IPO comes at a time when Indian outsourcing is booming again (AI hasn’t killed call centers yet), and SME markets are hungry for stories with some buzz. But at 34× post-issue P/E, is this a growth story or just “telemarketing hype”?
3. Business Model – WTF Do They Even Do?
NSB’s business has four pillars:
Voice Business Call Centre – Inbound, outbound, collections, grievances, telesales. Classic “Hello Sir, I’m calling from your bank” operations.
Payroll Management – Recruitment, onboarding, leave, compliance. HR outsourcing without the HR drama.
FMCG Trading – Dal, rice, sugar, dry fruits, vegetables. Yes, BPO also means “Basmati Procurement Organization” here.
USP: Diversification. Joke: Diversified to the point of confusion. Investors love focus; this company sells both “customer service” and “kaju katli.”
4. Financials Overview
Source table
Metric
FY25
FY24
YoY %
FY23
Revenue
₹138.5 Cr
₹128.3 Cr
+8%
₹285.2 Cr
EBITDA
₹18.9 Cr
₹13.0 Cr
+45%
₹8.1 Cr
PAT
₹8.5 Cr
₹4.8 Cr
+79%
₹2.2 Cr
EPS (₹)
5.82 (Pre) / 4.27 (Post)
3.25
+79%
1.50
⚡ Commentary: FY23 revenue was ₹285 Cr, then halved to ~₹130 Cr. Either they dropped a massive client or FMCG trading collapsed. The IPO RHP blames “restructuring.” Investors call it “volatility.”

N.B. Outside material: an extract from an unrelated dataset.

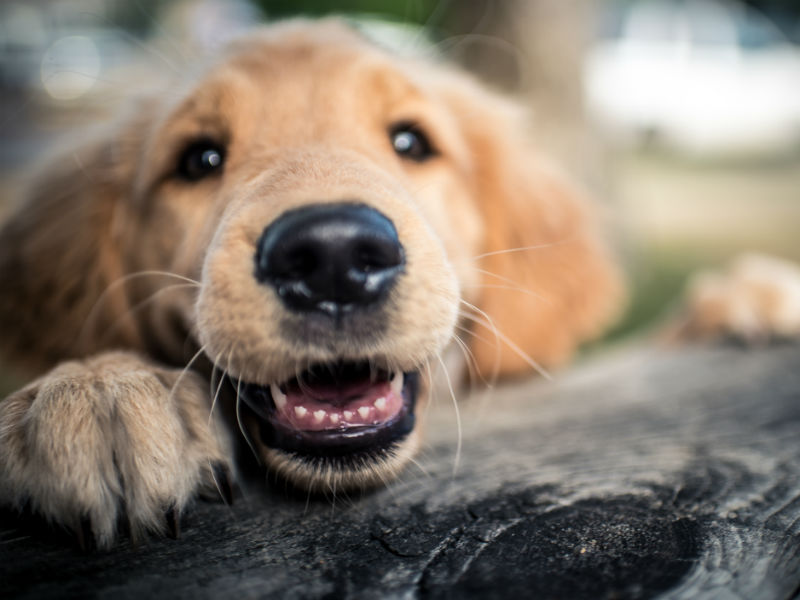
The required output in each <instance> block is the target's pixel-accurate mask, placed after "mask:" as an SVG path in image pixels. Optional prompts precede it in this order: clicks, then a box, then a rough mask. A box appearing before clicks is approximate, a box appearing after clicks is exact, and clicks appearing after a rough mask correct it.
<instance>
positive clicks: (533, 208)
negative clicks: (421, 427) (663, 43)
mask: <svg viewBox="0 0 800 600" xmlns="http://www.w3.org/2000/svg"><path fill="white" fill-rule="evenodd" d="M528 133H529V132H527V130H526V127H525V124H524V118H523V116H522V114H521V111H519V110H518V109H517V108H516V107H515V106H514V105H513V104H511V103H509V102H508V101H506V100H504V99H502V98H500V97H498V96H497V95H495V94H494V93H491V92H489V91H487V90H486V89H483V88H482V87H481V86H480V85H479V84H478V83H476V82H475V81H474V80H473V79H471V78H470V77H469V76H467V75H465V74H463V73H460V72H457V71H456V70H454V69H452V68H450V67H447V66H444V65H441V64H436V63H434V62H431V61H423V60H420V59H401V58H398V57H395V56H392V55H391V54H390V53H388V52H387V51H385V50H382V49H380V48H378V47H376V46H375V45H373V44H371V43H370V42H369V41H368V40H366V39H365V38H364V37H362V36H361V35H360V34H358V33H356V32H355V31H353V30H350V29H349V28H347V27H345V26H343V25H342V24H340V23H338V22H335V21H323V22H319V23H309V22H305V21H295V22H287V23H284V24H279V25H276V26H273V27H270V28H266V29H264V30H263V31H259V32H257V33H254V34H252V35H250V36H248V37H246V38H244V39H241V40H239V41H237V42H235V43H233V44H232V45H230V47H229V48H228V49H227V50H226V51H225V52H224V53H223V54H221V55H220V56H218V57H217V58H216V59H215V60H214V62H213V63H212V64H209V65H208V66H207V68H205V69H203V70H202V72H200V73H195V74H193V75H192V76H188V75H187V78H186V80H185V81H182V82H179V83H176V84H175V85H174V86H172V87H170V88H169V89H168V90H166V91H165V92H164V93H163V95H159V96H156V97H149V98H144V99H140V100H139V101H138V102H137V103H136V104H135V105H134V107H133V110H132V111H131V112H130V113H129V114H128V115H127V117H125V118H123V119H122V120H121V121H120V122H119V123H118V125H117V126H115V127H113V128H106V129H105V130H103V131H101V132H100V133H99V134H97V135H95V136H93V137H91V139H88V140H86V141H85V143H84V144H82V145H80V146H79V147H75V148H70V149H69V150H68V151H67V152H64V153H62V154H60V155H58V156H56V157H55V158H54V159H53V160H51V161H50V163H49V165H48V166H47V167H46V168H45V169H43V170H42V172H41V173H40V174H39V175H38V177H37V178H36V180H35V184H34V185H33V186H32V188H31V189H30V190H29V193H28V194H27V196H26V197H25V198H23V199H22V202H21V203H20V204H19V206H18V207H17V208H16V209H15V211H14V212H13V213H12V214H11V215H10V216H9V217H8V219H7V220H6V222H5V223H4V225H3V226H2V230H1V231H0V279H2V281H3V285H2V287H0V331H2V332H3V333H2V338H0V347H1V348H2V353H3V356H4V357H5V359H6V360H8V361H13V362H14V363H17V364H20V365H22V366H24V367H26V368H28V369H29V370H30V371H31V372H32V373H33V374H36V375H38V379H35V380H34V381H33V382H32V383H30V384H29V385H27V386H26V387H24V388H23V389H21V390H20V391H18V392H16V393H14V394H13V395H11V396H10V397H9V398H7V399H6V400H5V401H3V402H2V403H0V502H2V503H5V504H10V505H14V506H18V507H21V506H23V505H26V506H28V507H30V508H31V509H32V510H33V511H35V512H37V513H40V514H41V515H43V516H45V517H46V518H48V519H50V520H53V521H56V522H59V523H61V524H64V525H66V526H68V527H71V528H74V530H75V531H76V533H77V535H78V536H79V537H80V536H83V537H84V538H85V536H91V537H92V538H94V539H95V540H96V541H97V543H98V544H99V545H100V546H108V545H109V544H111V543H112V541H113V540H114V538H115V535H116V531H117V527H118V524H119V523H120V522H124V523H127V524H128V525H129V526H130V530H131V531H132V532H133V533H134V534H137V532H138V533H141V532H143V531H147V530H149V531H154V532H169V531H170V530H173V531H174V530H175V529H176V527H177V522H178V519H179V517H180V513H181V511H182V510H184V509H185V507H186V506H187V505H188V504H189V503H190V502H191V500H192V499H193V498H194V497H196V496H197V495H198V494H202V493H209V492H211V493H216V492H217V490H219V491H220V492H221V493H222V494H223V496H224V497H225V498H226V499H228V500H229V499H230V478H231V477H232V476H233V475H232V473H233V448H234V445H235V444H234V441H235V438H236V437H237V436H239V435H241V436H242V437H243V438H244V439H245V441H246V442H247V443H248V444H249V446H250V447H251V448H252V450H253V452H255V454H256V455H257V457H258V459H259V461H261V462H262V463H263V464H264V465H265V467H266V468H267V469H270V470H272V471H274V472H277V473H279V474H280V475H281V476H283V477H284V478H286V479H288V480H290V481H291V482H293V483H295V484H296V485H298V486H303V487H306V488H309V489H311V490H317V491H323V492H324V491H328V490H333V491H335V490H341V489H345V488H364V487H368V486H371V485H374V484H377V483H381V482H385V481H387V480H389V479H391V478H392V477H393V476H394V475H395V474H396V473H397V472H398V471H399V470H400V469H402V468H403V466H404V465H405V464H406V463H407V462H408V461H409V459H410V458H411V457H412V456H413V454H414V453H415V451H416V450H417V448H418V447H419V446H420V439H421V431H420V430H421V427H422V424H421V423H420V422H419V420H420V417H421V415H422V414H423V412H422V411H421V410H420V408H421V407H422V406H424V405H425V403H426V402H427V401H428V400H427V396H428V390H429V388H430V386H431V382H430V381H429V377H430V375H429V374H430V372H431V365H434V366H435V365H437V364H438V361H439V360H441V359H440V356H441V354H442V352H443V351H444V350H445V349H446V348H447V347H448V345H450V344H451V343H452V341H453V338H454V333H455V331H456V328H460V329H459V331H460V333H461V334H462V336H463V338H464V341H465V342H466V343H467V344H468V345H469V347H468V348H467V349H466V350H467V354H468V356H469V361H470V363H471V366H472V368H473V369H475V370H476V371H477V372H478V373H479V374H481V375H483V376H484V377H487V378H489V377H495V376H509V375H520V374H525V373H529V372H532V371H533V368H534V367H535V366H536V365H539V364H541V365H544V366H553V365H558V364H561V363H563V362H564V361H565V360H567V359H568V358H569V356H570V354H571V353H572V351H573V350H574V349H575V347H576V345H577V344H578V343H579V342H581V341H582V340H585V339H587V338H589V337H591V336H593V335H595V334H597V333H598V332H599V331H601V329H602V327H603V326H604V324H606V322H607V321H608V319H609V317H610V316H611V315H612V314H613V313H614V312H615V309H616V307H617V306H618V304H619V301H620V296H621V294H620V286H619V280H618V277H617V271H616V269H615V268H614V266H613V264H612V262H611V261H610V259H609V254H608V252H607V251H606V249H605V247H604V245H603V244H602V243H601V242H600V240H599V238H598V235H597V231H596V222H595V219H593V218H592V217H591V214H590V212H588V211H587V208H586V206H585V205H584V203H583V201H582V200H581V199H580V198H579V196H578V195H577V194H576V193H575V191H574V190H573V189H572V188H571V187H570V186H569V185H567V184H566V183H565V182H564V180H563V179H562V178H561V177H559V176H558V175H557V174H556V172H554V171H553V170H552V169H551V168H549V167H547V166H546V165H545V163H544V162H543V161H542V160H541V159H540V158H539V156H538V155H537V153H536V150H535V149H534V145H533V144H532V143H531V140H530V139H529V136H528ZM534 137H535V136H534ZM466 330H469V331H470V333H469V334H468V333H465V331H466ZM228 409H229V410H228ZM226 411H227V412H226ZM227 414H230V415H231V418H230V419H226V418H225V416H226V415H227Z"/></svg>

5. Valuation Discussion – Fair Value Range
P/E Method
EPS (Post): ₹4.27
Apply 18–25× (SME BPO peer range)
Range: ₹77–107
EV/EBITDA
EBITDA: ₹18.9 Cr
EV multiple: 8–10×
Range: ₹96–120
DCF
Assume 15% growth, 12% discount
Range: ₹90–110
🎯 Fair Value Range: ₹77–120 per share. IPO Price Band ₹140–147 = well above fair range.
Disclaimer: This fair value range is for educational purposes only and is not investment advice.